Kindererziehung, Pflege eines Angehörigen, ein zweites berufliches Standbein - es gibt viele Gründe, warum Menschen in Teilzeit arbeiten möchten. In Deutschland bedeutet das jedoch oft, dass sie nicht ihrer Kompetenz entsprechend beschäftigt und bezahlt werden. Die Lösung: einen qualifizierten Vollzeitjob teilen. Davon können sowohl der Mitarbeiter als auch der Arbeitgeber profitieren.
Zwei Menschen auf einem Fahrrad, die in dieselbe Richtung fahren und sich dafür beide gut abstimmen müssen: Das Konzept eines Tandems ist nicht neu - Tandem-Jobs sind es hingegen in Deutschland schon. Und sie funktionieren nach ganz ähnlichen Grundsätzen: Beide Partner tragen gleich viel dazu bei, beruflich voranzukommen, und ermöglichen es ihrem Unternehmen zudem, eine Stelle mit doppelter Kompetenz zu besetzen.
Auch unter dem Aspekt des Employer Brandings ist diese Art des Jobsharings interessant, weil Mitarbeitern durch eine eigenverantwortliche und flexible Arbeitszeitgestaltung Beruf und Familie besser vereinbaren können.
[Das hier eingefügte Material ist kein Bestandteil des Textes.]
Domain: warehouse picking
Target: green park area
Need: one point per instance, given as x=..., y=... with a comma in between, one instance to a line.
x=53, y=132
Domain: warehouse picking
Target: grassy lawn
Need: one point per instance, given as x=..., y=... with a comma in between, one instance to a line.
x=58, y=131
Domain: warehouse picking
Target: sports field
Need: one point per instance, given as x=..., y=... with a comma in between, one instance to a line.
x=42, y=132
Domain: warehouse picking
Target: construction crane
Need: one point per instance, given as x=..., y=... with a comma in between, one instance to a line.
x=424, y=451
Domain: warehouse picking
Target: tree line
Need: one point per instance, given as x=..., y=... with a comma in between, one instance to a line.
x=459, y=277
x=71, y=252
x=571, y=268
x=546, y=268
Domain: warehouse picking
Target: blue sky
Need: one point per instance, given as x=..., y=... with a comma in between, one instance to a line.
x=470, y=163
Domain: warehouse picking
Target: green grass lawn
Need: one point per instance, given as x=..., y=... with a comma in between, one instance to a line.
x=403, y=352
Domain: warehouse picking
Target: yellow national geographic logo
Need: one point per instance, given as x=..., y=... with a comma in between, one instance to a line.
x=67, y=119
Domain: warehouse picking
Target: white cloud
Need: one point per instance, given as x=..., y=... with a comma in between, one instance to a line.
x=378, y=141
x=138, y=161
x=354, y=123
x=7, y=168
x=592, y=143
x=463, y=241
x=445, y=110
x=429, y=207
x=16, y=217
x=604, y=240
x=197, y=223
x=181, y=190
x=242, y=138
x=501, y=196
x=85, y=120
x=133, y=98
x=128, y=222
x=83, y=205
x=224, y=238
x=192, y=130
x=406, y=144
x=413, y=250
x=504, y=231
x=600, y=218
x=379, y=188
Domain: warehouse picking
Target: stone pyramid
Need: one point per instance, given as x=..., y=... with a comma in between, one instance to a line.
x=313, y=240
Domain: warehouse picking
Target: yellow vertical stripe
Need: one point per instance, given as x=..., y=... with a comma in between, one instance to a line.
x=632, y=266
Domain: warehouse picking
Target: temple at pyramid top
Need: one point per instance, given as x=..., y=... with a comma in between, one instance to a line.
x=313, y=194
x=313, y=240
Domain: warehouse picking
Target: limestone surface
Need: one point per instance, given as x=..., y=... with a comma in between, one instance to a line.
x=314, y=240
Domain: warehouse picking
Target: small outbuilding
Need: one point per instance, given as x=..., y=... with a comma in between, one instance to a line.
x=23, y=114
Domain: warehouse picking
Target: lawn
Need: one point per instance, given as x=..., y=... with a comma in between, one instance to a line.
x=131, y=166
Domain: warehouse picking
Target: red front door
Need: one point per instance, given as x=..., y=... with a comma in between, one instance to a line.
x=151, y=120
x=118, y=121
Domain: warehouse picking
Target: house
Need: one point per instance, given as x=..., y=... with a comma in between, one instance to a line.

So wie im Fall von Melanie Hahn: Nach der Geburt ihres Kindes arbeitete sie freiberuflich als Dozentin im PR-Bereich der Hochschule Fresenius in Köln. Diese Form der Teilzeitbeschäftigung ermöglichte es ihr, Job und Familie miteinander zu vereinbaren. Im Sommer 2013 sah sie, dass die Hochschule die Stelle der Pressesprecherin in Vollzeit ausgeschrieben hatte, und dachte: "Eine tolle Stelle! Wie schade, dass ich nicht Vollzeit arbeiten kann." Als sie sich darüber mit ihrer Dozentenkollegin Melanie Behrendt unterhielt, merkten die beiden Frauen, dass sie in exakt derselben Situation waren.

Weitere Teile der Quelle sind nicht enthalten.